Cela résonne de fait avec nos convictions : réussir à communiquer le projet, face au divorce croissant qui opère entre la production architecturale et urbaine et la société civile. Les populations ne comprennent plus la légitimité ni la nature des projets, ce qu’ils véhiculent et ce qu’ils signifient. Il faut donc réussir à susciter de l’adhésion, à travers la création de discours et de documents graphiques qui vont à l’encontre des perspectives réalistes qui appauvrissent le projet d’architecture, de manière à ce que l’ensemble des élus, professionnels, experts et habitants soient acteurs des projets (de design, d’architecture et d’urbanisme) qui concernent leur quotidien et leur territoire.

C’est en cela que le modèle d’art total, fondé sur des idées et recherches empruntes de l’esprit du temps, doit continuer à façonner les champs de la création, du design et de l’architecture.

9-        Comment imaginez-vous une résidence d’artistes pluridisciplinaire ou l’artiste, l’artisan, et l’architecte doivent collaborer pour réaliser une œuvre d’art total ? 

« L'art et la technique, une nouvelle unité » : telle est la devise du Bauhaus réécrite par Gropius en 1923. Nous sommes convaincus qu’il faut maîtriser la technologie avec innovation pour qu’elle soit encore plus efficace et en même temps invisible : la technique doit se faire oublier et se mettre au service de la nature et des hommes.

Réaliser une œuvre d’art total consisterait à savoir mettre la création – de l’art et l’industrie – au service de la société. Les grands génies de l’histoire du début du XXe siècle ont tous travaillé de manière transversale. A l’heure de la spécialisation et du travail en silo, que nous déplorons aujourd’hui, c’est précisément de ce type d’intelligence et de transferts culturels dont nous avons besoin, pour faire face à des enjeux systémiques et globaux. Il nous fait travailler de manière collégiale et horizontale, transdisciplinaire, à l’articulation des champs de savoirs et des territoires.

L’enjeu est crucial : c’est la capacité à rassembler autour d’un processus de créativité ouvert, dynamique, transversal, en phase avec les problématiques contemporaines de la société.
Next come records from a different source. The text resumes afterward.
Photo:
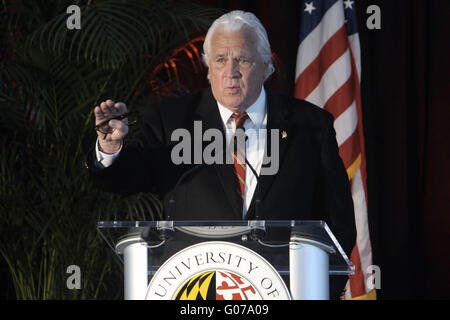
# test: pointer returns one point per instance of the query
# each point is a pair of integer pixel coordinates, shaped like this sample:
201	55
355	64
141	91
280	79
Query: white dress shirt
255	129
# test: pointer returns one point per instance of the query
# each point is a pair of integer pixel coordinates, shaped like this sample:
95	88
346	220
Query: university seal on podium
217	270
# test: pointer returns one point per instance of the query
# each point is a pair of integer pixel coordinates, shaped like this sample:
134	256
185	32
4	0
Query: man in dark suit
309	181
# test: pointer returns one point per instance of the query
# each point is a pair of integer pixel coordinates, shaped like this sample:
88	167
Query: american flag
328	74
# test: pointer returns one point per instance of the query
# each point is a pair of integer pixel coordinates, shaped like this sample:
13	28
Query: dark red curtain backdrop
405	86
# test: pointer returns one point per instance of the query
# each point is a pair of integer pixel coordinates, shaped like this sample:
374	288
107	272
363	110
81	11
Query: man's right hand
110	132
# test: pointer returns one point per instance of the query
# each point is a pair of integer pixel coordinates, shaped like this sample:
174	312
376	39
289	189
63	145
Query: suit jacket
311	183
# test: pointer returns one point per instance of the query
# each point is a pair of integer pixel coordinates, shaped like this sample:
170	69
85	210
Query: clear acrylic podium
303	253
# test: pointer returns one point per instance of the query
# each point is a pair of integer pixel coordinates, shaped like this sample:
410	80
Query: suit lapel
277	118
208	113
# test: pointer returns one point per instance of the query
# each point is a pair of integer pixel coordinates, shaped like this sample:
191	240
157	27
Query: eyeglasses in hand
103	127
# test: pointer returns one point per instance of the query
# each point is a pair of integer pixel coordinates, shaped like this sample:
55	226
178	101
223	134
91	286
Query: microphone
256	195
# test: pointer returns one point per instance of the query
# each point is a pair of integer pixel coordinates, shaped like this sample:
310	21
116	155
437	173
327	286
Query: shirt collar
256	111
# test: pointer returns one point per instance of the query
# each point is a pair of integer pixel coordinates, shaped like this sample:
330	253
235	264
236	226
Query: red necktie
239	154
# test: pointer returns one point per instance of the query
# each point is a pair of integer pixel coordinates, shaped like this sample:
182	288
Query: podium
226	260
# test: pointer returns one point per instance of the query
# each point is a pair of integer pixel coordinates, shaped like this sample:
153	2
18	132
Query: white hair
236	21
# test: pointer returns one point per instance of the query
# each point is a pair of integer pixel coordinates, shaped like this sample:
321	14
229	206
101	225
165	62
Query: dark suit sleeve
136	168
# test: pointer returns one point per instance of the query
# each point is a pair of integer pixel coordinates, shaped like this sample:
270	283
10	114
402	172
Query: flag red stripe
350	149
308	80
357	286
342	98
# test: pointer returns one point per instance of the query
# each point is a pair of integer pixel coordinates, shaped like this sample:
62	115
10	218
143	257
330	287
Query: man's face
236	70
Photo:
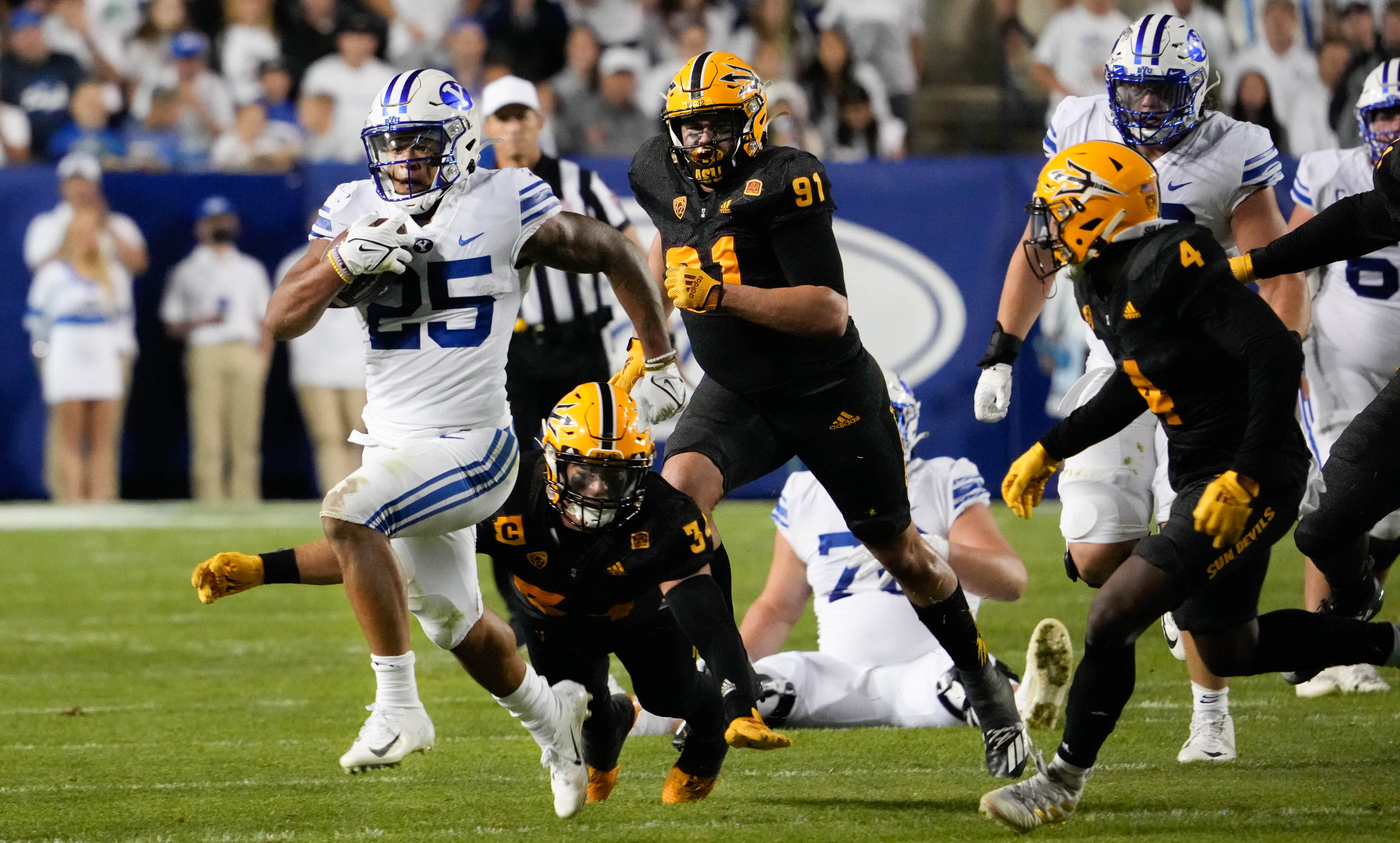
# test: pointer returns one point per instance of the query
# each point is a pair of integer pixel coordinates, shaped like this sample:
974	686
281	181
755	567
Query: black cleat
994	709
1362	601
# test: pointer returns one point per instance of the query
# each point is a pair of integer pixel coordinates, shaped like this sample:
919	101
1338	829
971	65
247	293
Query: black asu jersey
727	233
1199	349
560	573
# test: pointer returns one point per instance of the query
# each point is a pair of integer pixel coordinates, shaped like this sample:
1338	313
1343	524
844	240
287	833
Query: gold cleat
751	733
601	783
684	788
227	573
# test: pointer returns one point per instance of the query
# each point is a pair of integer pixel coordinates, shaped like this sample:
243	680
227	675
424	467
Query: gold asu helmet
597	457
722	86
1087	196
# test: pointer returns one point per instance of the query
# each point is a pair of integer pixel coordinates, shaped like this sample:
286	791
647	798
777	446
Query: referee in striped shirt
558	340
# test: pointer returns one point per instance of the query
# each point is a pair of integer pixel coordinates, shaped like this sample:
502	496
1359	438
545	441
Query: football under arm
1116	405
772	616
303	296
814	304
983	559
582	244
1256	223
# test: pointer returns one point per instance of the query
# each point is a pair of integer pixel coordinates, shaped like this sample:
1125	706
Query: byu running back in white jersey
442	286
436	344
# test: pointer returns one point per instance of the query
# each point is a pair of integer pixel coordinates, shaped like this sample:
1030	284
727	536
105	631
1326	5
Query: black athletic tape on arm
1003	348
704	618
280	566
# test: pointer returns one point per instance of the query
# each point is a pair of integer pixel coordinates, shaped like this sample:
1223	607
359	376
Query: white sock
1208	699
532	702
398	688
1068	774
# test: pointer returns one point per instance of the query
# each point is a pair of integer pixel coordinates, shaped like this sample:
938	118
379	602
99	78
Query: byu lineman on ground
1354	346
1214	172
440	453
877	664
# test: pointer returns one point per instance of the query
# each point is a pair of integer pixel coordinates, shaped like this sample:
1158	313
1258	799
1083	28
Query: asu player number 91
746	247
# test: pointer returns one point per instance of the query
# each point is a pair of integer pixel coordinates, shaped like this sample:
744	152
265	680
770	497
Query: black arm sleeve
806	250
704	618
1356	226
1244	326
1116	405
10-      Vous qui connaissez ce bâtiment mythique, symbole de l’excellence de l’architecture moderne industrielle, pensez-vous qu’il pourrait trouver une nouvelle fonction et perpétuer la volonté du Bauhaus de construire ensemble un monde meilleur ?

L’histoire du Bauhaus est marquée par les villes dans lesquelles les écoles se sont succédées : les bâtiments ont été des lieux laboratoires, emblématiques d’une certaine manière de faire.

L’économie de la ressource était au cœur de la pensée du Bauhaus. Il faut aujourd’hui la réinvestir à l’aune de la pensée écologique. Voilà pourquoi nous sommes convaincus que le bâtiment de Marcel Breuer devra et saura trouver une nouvelle fonction rationnelle, au service de l’économie, pour offrir au plus grand nombre des espaces et des produits de qualités.